Jeremy Corbyn MP won a landslide victory in his bid to become Labour Party leader, with 60% of the votes cast going to him. It quickly emerged that this was reflected in the various voting groups. The main exception is the Parliamentary Labour Party. There are claims that 90% of MPs do not support his win.

Commentators took to the air in force, some claiming a historic victory and others claiming a catastrophe and even the death of the Labour Party. Many predicting Corbyn will not last a year.


The Conservatives predictably are scaremogering, claiming that Corbyn’s election poses a serious threat to the economy and security of the UK.

Those campaigning for causes Corbyn has supported tirelessly, including the Palestinians are elated but realistic about what Corbyn’s Labour Party can do to support them.

Corbyn’s priority must be to deliver equality in the UK. The gap between rich and poor is in need of shrinking. He needs to deliver on the principles he has stuck to throughout his political life. He needs to steer Labour to immediately becoming an effective opposition and then electable in 2020.

Those of us who support equality and justice will want him to succeed.

But he is also now in a position where the causes he has supported have an opportunity for exposure to wider sectors of the British public. The human rights driver rather than business should gain prominence. This applies particularly to the Palestinian cause. 

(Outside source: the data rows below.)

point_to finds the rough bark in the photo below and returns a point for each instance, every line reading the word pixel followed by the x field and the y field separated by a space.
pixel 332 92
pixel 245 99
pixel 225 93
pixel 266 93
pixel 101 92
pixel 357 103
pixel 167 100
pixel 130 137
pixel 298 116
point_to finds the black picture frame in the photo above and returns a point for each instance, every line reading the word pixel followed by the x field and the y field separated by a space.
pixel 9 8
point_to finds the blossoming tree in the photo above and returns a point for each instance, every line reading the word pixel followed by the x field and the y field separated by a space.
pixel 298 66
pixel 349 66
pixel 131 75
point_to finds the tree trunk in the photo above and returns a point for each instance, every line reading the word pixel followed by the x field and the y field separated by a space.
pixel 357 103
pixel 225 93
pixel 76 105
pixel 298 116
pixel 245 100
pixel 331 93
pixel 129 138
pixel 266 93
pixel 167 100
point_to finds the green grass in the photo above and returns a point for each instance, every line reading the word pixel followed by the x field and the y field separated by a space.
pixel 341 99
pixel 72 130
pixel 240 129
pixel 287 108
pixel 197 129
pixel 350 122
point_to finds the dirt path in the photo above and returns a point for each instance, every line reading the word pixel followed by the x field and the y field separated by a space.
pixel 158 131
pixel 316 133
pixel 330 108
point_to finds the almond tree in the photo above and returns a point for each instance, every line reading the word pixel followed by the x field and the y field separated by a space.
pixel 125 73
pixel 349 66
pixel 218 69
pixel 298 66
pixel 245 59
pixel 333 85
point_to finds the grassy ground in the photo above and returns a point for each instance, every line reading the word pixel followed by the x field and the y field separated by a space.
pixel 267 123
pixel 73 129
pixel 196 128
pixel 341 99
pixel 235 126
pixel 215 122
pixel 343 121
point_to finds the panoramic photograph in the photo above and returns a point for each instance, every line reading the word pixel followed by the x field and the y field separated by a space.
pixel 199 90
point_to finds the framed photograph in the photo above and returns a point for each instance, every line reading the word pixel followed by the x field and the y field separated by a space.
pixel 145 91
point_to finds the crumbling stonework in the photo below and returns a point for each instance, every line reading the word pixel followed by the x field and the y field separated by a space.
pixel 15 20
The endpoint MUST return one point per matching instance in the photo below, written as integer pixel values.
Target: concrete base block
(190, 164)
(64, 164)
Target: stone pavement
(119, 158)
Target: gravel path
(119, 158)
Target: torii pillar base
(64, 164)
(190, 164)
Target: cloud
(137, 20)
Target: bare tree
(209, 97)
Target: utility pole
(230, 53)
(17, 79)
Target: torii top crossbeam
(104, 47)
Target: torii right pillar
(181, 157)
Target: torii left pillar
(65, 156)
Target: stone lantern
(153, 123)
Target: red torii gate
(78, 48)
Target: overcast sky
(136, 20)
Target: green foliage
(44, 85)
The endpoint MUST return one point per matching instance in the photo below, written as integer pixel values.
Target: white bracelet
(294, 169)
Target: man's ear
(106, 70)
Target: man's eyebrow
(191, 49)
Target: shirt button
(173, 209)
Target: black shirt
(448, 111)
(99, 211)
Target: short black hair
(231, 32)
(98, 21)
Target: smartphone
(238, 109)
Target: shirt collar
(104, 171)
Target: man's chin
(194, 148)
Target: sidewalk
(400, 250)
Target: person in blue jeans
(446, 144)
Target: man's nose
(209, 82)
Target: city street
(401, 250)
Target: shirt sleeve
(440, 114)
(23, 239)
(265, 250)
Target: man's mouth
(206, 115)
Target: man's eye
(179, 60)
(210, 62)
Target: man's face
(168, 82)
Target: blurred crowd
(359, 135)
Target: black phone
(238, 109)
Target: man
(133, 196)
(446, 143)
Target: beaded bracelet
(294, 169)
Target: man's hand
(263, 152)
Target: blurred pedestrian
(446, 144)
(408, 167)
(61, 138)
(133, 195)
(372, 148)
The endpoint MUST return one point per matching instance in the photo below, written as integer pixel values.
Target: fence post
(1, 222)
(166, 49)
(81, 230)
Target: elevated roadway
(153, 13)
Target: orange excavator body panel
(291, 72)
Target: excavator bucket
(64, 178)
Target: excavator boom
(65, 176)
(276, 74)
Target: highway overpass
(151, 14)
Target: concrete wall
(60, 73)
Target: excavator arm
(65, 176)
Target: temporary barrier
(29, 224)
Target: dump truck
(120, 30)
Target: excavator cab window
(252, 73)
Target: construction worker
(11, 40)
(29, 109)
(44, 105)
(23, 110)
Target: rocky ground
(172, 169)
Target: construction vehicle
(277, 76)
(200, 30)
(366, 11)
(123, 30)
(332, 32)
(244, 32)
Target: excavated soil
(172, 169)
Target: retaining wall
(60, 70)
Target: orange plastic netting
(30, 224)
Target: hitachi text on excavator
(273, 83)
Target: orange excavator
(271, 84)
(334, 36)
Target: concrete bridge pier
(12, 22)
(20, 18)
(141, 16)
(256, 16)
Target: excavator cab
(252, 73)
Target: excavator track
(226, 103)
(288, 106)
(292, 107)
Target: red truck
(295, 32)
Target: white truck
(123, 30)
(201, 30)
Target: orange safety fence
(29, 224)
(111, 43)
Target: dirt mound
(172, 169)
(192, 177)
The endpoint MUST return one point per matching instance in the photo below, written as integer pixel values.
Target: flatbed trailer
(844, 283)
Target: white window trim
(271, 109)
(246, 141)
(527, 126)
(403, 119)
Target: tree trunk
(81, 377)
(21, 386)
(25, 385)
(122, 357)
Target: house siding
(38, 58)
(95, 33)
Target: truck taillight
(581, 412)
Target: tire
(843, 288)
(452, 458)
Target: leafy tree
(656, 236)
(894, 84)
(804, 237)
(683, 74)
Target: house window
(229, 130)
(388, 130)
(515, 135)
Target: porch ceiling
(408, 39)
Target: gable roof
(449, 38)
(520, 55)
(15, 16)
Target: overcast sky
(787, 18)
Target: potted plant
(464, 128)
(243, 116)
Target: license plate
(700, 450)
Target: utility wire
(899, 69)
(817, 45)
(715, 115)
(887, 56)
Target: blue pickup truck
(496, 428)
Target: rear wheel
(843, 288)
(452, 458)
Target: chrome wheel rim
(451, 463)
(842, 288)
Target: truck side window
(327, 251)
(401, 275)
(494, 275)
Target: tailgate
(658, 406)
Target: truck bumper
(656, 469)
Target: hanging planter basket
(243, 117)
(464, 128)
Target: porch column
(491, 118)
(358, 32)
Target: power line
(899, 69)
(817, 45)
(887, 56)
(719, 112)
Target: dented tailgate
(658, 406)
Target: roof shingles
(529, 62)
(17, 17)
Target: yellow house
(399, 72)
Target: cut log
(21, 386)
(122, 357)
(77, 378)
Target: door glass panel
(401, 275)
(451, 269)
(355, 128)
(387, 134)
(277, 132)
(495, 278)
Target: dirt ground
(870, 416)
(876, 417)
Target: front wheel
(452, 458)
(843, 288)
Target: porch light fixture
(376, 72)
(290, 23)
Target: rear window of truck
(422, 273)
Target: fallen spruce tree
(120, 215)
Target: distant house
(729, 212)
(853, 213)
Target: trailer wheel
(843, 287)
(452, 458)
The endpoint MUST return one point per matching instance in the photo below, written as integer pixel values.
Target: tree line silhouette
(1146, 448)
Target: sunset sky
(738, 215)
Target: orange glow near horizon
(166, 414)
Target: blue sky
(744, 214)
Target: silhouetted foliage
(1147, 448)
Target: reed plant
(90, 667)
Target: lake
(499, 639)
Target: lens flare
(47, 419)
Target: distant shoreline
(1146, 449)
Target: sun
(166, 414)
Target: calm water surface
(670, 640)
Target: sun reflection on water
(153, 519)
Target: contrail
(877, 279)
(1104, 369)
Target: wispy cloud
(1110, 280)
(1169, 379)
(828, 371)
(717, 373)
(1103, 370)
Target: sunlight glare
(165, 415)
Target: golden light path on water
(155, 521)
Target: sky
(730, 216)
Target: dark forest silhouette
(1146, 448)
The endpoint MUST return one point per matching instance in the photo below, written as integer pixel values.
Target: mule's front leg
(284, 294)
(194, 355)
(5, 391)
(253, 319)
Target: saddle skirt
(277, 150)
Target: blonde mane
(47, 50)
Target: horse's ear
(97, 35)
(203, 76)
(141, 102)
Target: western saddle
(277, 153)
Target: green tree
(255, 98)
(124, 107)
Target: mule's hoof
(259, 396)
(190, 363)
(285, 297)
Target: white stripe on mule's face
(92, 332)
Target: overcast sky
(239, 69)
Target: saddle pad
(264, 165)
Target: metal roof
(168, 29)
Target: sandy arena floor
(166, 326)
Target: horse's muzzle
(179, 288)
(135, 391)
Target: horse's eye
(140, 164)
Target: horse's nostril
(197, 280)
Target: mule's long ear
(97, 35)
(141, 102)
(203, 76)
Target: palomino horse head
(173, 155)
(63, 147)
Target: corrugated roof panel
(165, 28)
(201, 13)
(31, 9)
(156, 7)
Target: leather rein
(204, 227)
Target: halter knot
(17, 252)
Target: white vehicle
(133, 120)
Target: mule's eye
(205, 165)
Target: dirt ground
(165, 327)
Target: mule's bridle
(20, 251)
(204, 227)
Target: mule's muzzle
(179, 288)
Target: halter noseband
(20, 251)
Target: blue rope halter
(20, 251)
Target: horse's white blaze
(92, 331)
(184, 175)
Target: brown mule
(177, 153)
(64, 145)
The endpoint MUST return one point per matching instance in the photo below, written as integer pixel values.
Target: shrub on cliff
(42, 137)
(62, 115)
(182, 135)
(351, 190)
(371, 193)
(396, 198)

Whereas Prime Minister Cameron argues for stronger business links with Israel, Corbyn can argue for sanctions against Israel because of its serial abuses of Palestinian human rights.

To effect a major change in UK policy away from immoral support for Israel to just support for Pslestinians will take time. 

Supporters of Palestinian rights can at least be assured that for the centenary of the Balfour Declaration in 2017, Labour’s leadership won’t rush to celebrate this terrible milestone in British history.